Building and installing from sources

The project uses CMake as its build system. To build everything:

$ cd /path/to/build
$ cmake                                      \
>   -D ENHANCEDENUM_BUILD_DOCS:BOOL=ON       \
>   -D ENHANCEDENUM_BUILD_PYTHON:BOOL=ON     \
>   -D ENHANCEDENUM_BUILD_TESTS:BOOL=ON      \
>   /path/to/repository

The Enhanced Enum library specific CMake variables are:

  • ENHANCEDENUM_BUILD_DOCS: Build sphinx docs

  • ENHANCEDENUM_BUILD_PYTHON: Build the enumecg package (see caveats below)

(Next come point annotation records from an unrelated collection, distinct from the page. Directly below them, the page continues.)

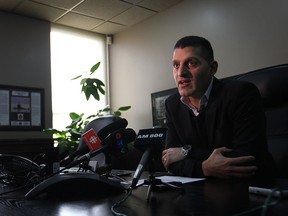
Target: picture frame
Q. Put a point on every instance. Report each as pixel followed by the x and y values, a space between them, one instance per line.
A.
pixel 158 106
pixel 22 108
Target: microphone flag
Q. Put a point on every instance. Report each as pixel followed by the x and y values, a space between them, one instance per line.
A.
pixel 92 140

  • ENHANCEDENUM_BUILD_TESTS: Build tests for the C++ and/or Python packages

The C++ headers under the cxx/include/ directory will always be installed, along with CMake config files needed to find the package in other projects. When installed this way, the project is exposed as imported target EnhancedEnum::EnhancedEnum:

find_package(EnhancedEnum)
target_link_libraries(my-target EnhancedEnum::EnhancedEnum)

Python environment

Docs, EnumECG and unit tests all require Python when being built. This would be a typical way to bootstrap a virtual environment, and build and test the C++ code and documentations with CMake:

$ mkdir /path/to/build
$ cd /path/to/build
$ source /path/to/venv/bin/activate
$ pip install -r requirements.txt -r requirements-dev.txt
$ cmake                                      \
>   -D ENHANCEDENUM_BUILD_DOCS:BOOL=ON       \
>   -D ENHANCEDENUM_BUILD_TESTS:BOOL=ON      \
>   /path/to/repository
$ make && make test && make install

Installing EnumECG from sources

EnumECG uses Flit for building. By default CMake will not build the EnumECG library. If you want to install enumecg from sources using CMake, you can do that:

$ cd /path/to/build
$ cmake -D ENHANCEDENUM_BUILD_PYTHON:BOOL=ON /path/to/repository
$ make && make install

Installing the package in this way is limited. Essentially it’s equivalent of running the following in the python/ directory:

$ flit build
$ flit install

Note that the build will happen in-source.